Valério Mesquita

06/08/2017

Nela votei na eleição para o senado e votaria de novo. Foi o meu primeiro voto. Sempre fomos amigos. Ela nunca confundiu amizade com ocasionais divergências políticas. Foi civilizada, republicana e democrática. Quebrou tabus, rasgou preconceitos e exprimiu com limpidez o sentimento de coragem da mulher potiguar, de raízes populares, sem arrogância.

Vim conhecê-la, quando era estudante do Colégio Marista,  através de sua avó paterna Paulina Mariz de Faria, lá na rua Apodi. Era a Natal dos idos cinquenta. D. Paulina foi amiga de minha avó materna Sofia Curcio de Andrade. E, por extensão, de Morton (seu pai), Gastão (tio) e demais parentes. Vilma foi herdeira política da saga dos Mariz e Faria. Procurou, lutou e achou sua predestinação política com identidade própria, única e indivisível. Nada obteve com facilidade, sendo mulher. Exerceu três mandatos de prefeita de Natal, duas vezes governadora do Rio Grande do Norte e de permeio se elegeu deputada federal constituinte.

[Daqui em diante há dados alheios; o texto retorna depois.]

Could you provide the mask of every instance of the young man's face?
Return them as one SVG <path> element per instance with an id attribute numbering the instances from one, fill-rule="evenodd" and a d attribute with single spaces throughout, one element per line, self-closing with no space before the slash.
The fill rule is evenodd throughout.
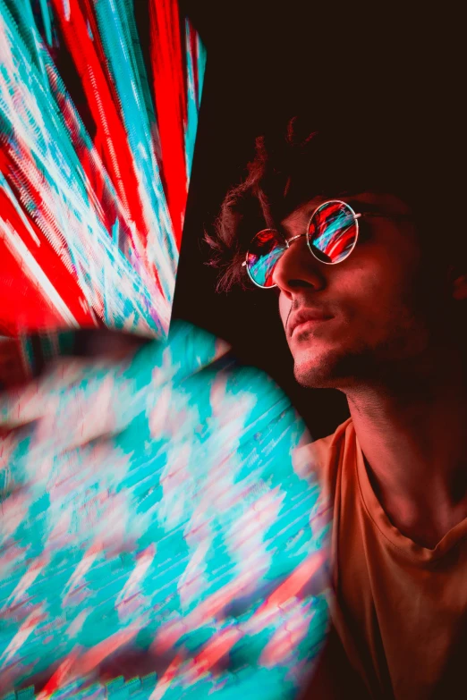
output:
<path id="1" fill-rule="evenodd" d="M 296 379 L 305 386 L 345 390 L 374 383 L 383 373 L 400 374 L 429 353 L 446 303 L 446 279 L 428 274 L 413 223 L 397 218 L 410 215 L 403 201 L 371 193 L 340 198 L 357 213 L 388 218 L 360 218 L 357 245 L 337 265 L 316 260 L 304 237 L 294 240 L 274 281 Z M 304 233 L 323 201 L 313 199 L 287 216 L 282 222 L 287 237 Z"/>

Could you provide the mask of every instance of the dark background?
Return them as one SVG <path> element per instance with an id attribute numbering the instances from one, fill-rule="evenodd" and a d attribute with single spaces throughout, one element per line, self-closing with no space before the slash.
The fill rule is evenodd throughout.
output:
<path id="1" fill-rule="evenodd" d="M 388 130 L 395 114 L 448 129 L 463 89 L 460 18 L 447 5 L 440 13 L 421 4 L 181 4 L 208 63 L 174 317 L 225 338 L 242 360 L 267 371 L 319 437 L 347 417 L 344 396 L 296 384 L 273 292 L 215 291 L 203 231 L 212 232 L 225 191 L 244 177 L 255 137 L 301 108 L 343 120 L 369 110 Z"/>

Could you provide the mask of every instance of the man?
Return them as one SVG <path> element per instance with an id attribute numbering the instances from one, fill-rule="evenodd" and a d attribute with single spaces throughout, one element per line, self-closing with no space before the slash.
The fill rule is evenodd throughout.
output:
<path id="1" fill-rule="evenodd" d="M 276 289 L 297 381 L 348 400 L 351 418 L 307 448 L 334 505 L 325 696 L 343 664 L 369 696 L 398 700 L 454 696 L 462 673 L 463 199 L 447 145 L 417 129 L 292 120 L 258 139 L 209 239 L 221 288 Z"/>

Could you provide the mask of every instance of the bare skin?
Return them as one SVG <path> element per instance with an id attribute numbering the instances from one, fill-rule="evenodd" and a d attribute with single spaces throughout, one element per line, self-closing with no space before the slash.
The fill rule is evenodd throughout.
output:
<path id="1" fill-rule="evenodd" d="M 279 309 L 305 386 L 337 388 L 374 490 L 401 533 L 433 549 L 467 517 L 467 378 L 455 337 L 467 278 L 429 266 L 406 205 L 391 195 L 342 197 L 365 216 L 344 262 L 323 265 L 293 241 L 275 271 Z M 316 198 L 283 223 L 306 232 Z M 298 314 L 318 316 L 296 325 Z"/>

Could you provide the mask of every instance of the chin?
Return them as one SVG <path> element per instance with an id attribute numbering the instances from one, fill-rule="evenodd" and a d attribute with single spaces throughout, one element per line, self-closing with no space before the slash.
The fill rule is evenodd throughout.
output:
<path id="1" fill-rule="evenodd" d="M 293 375 L 308 389 L 340 389 L 353 385 L 365 375 L 367 360 L 360 353 L 327 350 L 294 358 Z"/>
<path id="2" fill-rule="evenodd" d="M 336 377 L 333 363 L 319 361 L 295 361 L 293 375 L 296 381 L 307 389 L 335 389 Z"/>

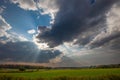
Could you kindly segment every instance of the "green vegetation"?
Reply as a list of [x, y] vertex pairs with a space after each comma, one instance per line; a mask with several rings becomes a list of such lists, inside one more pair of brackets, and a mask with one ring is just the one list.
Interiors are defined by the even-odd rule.
[[0, 70], [0, 80], [120, 80], [120, 68]]

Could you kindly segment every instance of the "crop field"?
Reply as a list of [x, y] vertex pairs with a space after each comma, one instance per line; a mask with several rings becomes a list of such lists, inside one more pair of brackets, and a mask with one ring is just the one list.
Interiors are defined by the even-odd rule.
[[120, 80], [120, 68], [0, 70], [0, 80]]

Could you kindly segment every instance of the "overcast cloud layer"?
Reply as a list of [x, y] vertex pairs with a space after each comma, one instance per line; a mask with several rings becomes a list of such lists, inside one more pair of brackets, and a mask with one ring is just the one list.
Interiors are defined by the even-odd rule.
[[120, 0], [8, 1], [21, 10], [49, 15], [51, 25], [27, 30], [31, 42], [10, 31], [13, 27], [2, 16], [6, 7], [0, 6], [1, 62], [72, 67], [120, 63]]
[[[55, 47], [77, 40], [75, 44], [99, 47], [120, 36], [119, 0], [57, 0], [59, 11], [52, 29], [37, 38]], [[117, 11], [117, 12], [116, 12]]]

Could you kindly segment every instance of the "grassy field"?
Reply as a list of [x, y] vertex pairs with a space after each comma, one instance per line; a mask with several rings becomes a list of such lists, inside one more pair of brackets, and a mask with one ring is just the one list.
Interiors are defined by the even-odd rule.
[[120, 80], [120, 68], [59, 69], [59, 70], [0, 70], [0, 80]]

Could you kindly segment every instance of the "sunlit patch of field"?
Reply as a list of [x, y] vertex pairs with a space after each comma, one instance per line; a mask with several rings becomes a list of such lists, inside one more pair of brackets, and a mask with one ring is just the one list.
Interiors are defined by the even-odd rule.
[[0, 71], [0, 80], [120, 80], [120, 68], [2, 71]]

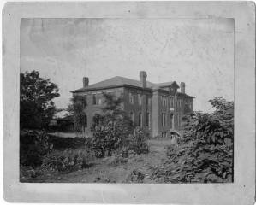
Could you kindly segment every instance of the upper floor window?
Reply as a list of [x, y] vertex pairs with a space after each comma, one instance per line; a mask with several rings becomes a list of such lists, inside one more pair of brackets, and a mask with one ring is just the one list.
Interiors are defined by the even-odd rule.
[[85, 125], [85, 127], [87, 127], [87, 115], [86, 114], [85, 116], [84, 116], [84, 125]]
[[141, 95], [140, 94], [138, 94], [138, 102], [139, 102], [139, 105], [142, 104], [142, 99], [141, 99]]
[[130, 120], [132, 120], [132, 123], [134, 125], [134, 114], [133, 112], [130, 112]]
[[92, 94], [92, 104], [96, 105], [96, 94]]
[[139, 113], [139, 126], [142, 127], [142, 114]]
[[151, 107], [152, 106], [152, 98], [151, 97], [147, 97], [147, 105], [149, 106], [149, 107]]
[[129, 102], [131, 104], [134, 104], [134, 97], [133, 93], [129, 93]]
[[174, 107], [174, 99], [173, 99], [173, 97], [170, 97], [170, 108]]
[[166, 114], [162, 113], [162, 126], [166, 126]]
[[150, 113], [146, 113], [146, 126], [151, 127]]
[[102, 100], [102, 98], [98, 98], [98, 104], [101, 105], [101, 104], [102, 104], [102, 102], [103, 102], [103, 100]]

As razões persuasórias de suas mensagens ao povo amanheciam nas praças, com conteúdo e credibilidade, pois eram vestidas da feminina claridade da surpresa da mulher potiguar, pela primeira vez em Natal e no Rio Grande do Norte, no comando da gestão pública. Não era reflexo de nenhum outro ser político. Ela tinha cores que vinham de dentro de si mesma. Vilma me pareceu que ainda jovem, sonhou o destino que ia ver. Conseguiu atravessar o horto de seus padecimentos no enfrentamento dos caciques da época com determinação e sempre submissa a vontade popular. Exemplos do que afirmo me conduzem a memórias dos reveses eleitorais que sofreu, sem se sentir exausta de ser ou mesma vencida. Sempre exibia o riso permanente no rosto, até a última vez que a vi não esqueceu o “V” dos dois dedos da mão quando elegeu vereadora em Natal. Não conheço na vida pública ninguém com esse perfil, tão instigante, perseverante, sem esmorecer nem tergiversar.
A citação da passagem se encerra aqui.